I did chukars 2 years ago for about 4 months and they did fine, but that was a fairly dry summer here in the EUP. Chukar can have foot problems if the bedding isn't kept pretty dry or have them on mesh floors.


----------



## k9wernet

dauber said:


> I feed this http://www.tractorsupply.com/livest...g-chick-starter-grower-20-feed-50-lb--5078210




I like to supplement with whole seed (millet, black oil or shelled sunflower, safflower) because I think it makes for more solid, less stinky poops. That is more expensive and based on my own very limited experimentation though.

KW


----------



## TSPham

I'm late on this topic, but just completed my Johnny House this past weekend.
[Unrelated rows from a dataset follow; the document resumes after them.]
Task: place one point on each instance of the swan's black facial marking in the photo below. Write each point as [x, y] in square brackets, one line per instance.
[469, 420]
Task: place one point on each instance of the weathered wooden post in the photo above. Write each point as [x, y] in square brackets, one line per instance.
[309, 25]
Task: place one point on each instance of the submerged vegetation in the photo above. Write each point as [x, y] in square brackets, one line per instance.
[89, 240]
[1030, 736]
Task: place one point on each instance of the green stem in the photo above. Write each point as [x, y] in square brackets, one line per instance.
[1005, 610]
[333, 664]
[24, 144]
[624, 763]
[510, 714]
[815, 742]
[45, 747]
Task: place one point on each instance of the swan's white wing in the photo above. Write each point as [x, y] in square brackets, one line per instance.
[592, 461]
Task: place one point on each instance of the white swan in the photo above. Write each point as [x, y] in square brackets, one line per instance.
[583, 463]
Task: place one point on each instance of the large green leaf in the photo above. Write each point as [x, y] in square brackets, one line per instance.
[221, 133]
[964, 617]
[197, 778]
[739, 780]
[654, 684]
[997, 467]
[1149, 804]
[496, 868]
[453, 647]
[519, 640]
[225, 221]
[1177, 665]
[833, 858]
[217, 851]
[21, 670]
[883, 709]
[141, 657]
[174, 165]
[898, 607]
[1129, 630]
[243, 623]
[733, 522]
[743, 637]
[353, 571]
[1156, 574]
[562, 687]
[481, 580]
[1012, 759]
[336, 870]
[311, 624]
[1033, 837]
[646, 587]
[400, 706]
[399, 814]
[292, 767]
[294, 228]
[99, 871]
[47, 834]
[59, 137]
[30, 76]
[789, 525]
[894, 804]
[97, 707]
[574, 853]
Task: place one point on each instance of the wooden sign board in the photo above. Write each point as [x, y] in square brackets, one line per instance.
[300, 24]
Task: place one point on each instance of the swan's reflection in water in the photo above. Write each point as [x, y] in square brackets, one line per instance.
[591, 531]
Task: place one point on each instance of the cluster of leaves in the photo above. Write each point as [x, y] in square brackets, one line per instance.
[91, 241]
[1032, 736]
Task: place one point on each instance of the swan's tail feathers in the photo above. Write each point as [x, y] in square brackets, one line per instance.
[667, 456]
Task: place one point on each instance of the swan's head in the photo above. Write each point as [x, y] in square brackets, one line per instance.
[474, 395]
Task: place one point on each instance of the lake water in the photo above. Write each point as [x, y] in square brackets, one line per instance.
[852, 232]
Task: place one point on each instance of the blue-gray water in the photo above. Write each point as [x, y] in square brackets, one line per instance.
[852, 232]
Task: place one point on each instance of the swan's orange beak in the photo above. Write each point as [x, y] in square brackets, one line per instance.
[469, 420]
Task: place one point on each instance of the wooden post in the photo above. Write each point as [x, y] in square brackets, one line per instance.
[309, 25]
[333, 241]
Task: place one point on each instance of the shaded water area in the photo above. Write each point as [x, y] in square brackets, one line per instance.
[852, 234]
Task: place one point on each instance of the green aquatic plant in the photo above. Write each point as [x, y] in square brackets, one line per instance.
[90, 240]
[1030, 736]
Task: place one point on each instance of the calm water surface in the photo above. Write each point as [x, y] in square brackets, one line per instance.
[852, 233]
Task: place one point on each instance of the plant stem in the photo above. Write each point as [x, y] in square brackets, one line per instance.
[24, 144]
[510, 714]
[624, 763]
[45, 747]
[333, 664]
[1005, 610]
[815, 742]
I used a leftover piece of 38" by 8 ft. steel roof that determined the size of my house....cut this in half and overlap it and I had a 6'x4' roof. Footprint is 48"x45". House is 72" high on one wall, 66" on other. Overhang for flight deck was about 18" to fit out under the 6ft roof. Used 1x6 for ledge around top. Used plastic coated wire (looks like small chicken wire, but 1/2 openings) for top wall and plan to put old fiberglass window screen on the inside slightly away from this (I read it protects the flight feathers from getting damaged in the bigger screen). Floor is open 1/2" vinyl coated hardware cloth.

Funnel is my home-made predator proof version that is spring-loaded to close down for heavier critters with a spring-loaded door that drops down outside to act as a ramp when open.

Feeders are home-made 4" PVC necked down to 2". Mounted on outside and cut 2.75" holes to feed to inside feeder/nipple waterers. I still need to put some slotted cut pieces of PVC into the feed portion as I've read this reduces waste and prevents scratching out of feed. Nipple waterers less than $8 on ebay. Used an elbow that fits inside your standard mason jar feeder at TSC and used a hot screwdriver to melt the slots on the PVC to accept the locking tabs on the metal feeder head.

Flight doors are made so you can open only half if you needed to reach in to catch a bird on the flight deck. Flight deck has vinyl coated hardware cloth floor. There is an internal door that hinges to the roof that can drop down and close on the back half of the flight deck to trap birds in the flight deck or prevent too many from release at once. Doors are spring loaded hinges to make sure nothing stays open and all doors have latches in addition.

Now I just have to get the quail next month!

Dogs are ready and new pup wants more than just pigeons to work with.

Picture link:

https://picasaweb.google.com/PhamFamily4/QuailHouse#


----------



## NGQ

I know this thread is a little long in the tooth...but for those that come along looking for tips to start a new build...we have been building Johnny Houses for quite a while so here is a short list of main considerations:

1-Have a raised wire floor made 1/2x1" 16ga wire (so dropping pass thru)
2-Have feed and water compartments that are isolated from the bird holding area (to keep from spooking the birds at feed/water time)
3-Give the birds an easily accessible sunning area
4-Consecrate more on floor space than height...quail are ground dwellers, so all the materials used making your house taller is just a waste....plus the lower and wider the stance the better it will be in the wind
5- and finally....spend a couple of extra dollars now on serious outdoor weather resistant materials....these things are going to be sitting out in the elements 24/7....so it will keep you from having to build a new one every 4 or 5 years

If anyone starts a new build or has any questions please feel free to ask.... our house design can be viewed here....http://www.northgeorgiaquail.com/Quail_Johnny_House.html ....our phone number is listed on the site as well if you would like to contact us directly.


----------



## RCA DOGS

I have one just about like that. I would recommend getting rid of the wood floor and just use small wire fence above the ground. The birds poop a lot. Also if you cut a hole in the side for a recall funnel, keep the cut out piece and put a hinge on it so you can close off the funnel.


----------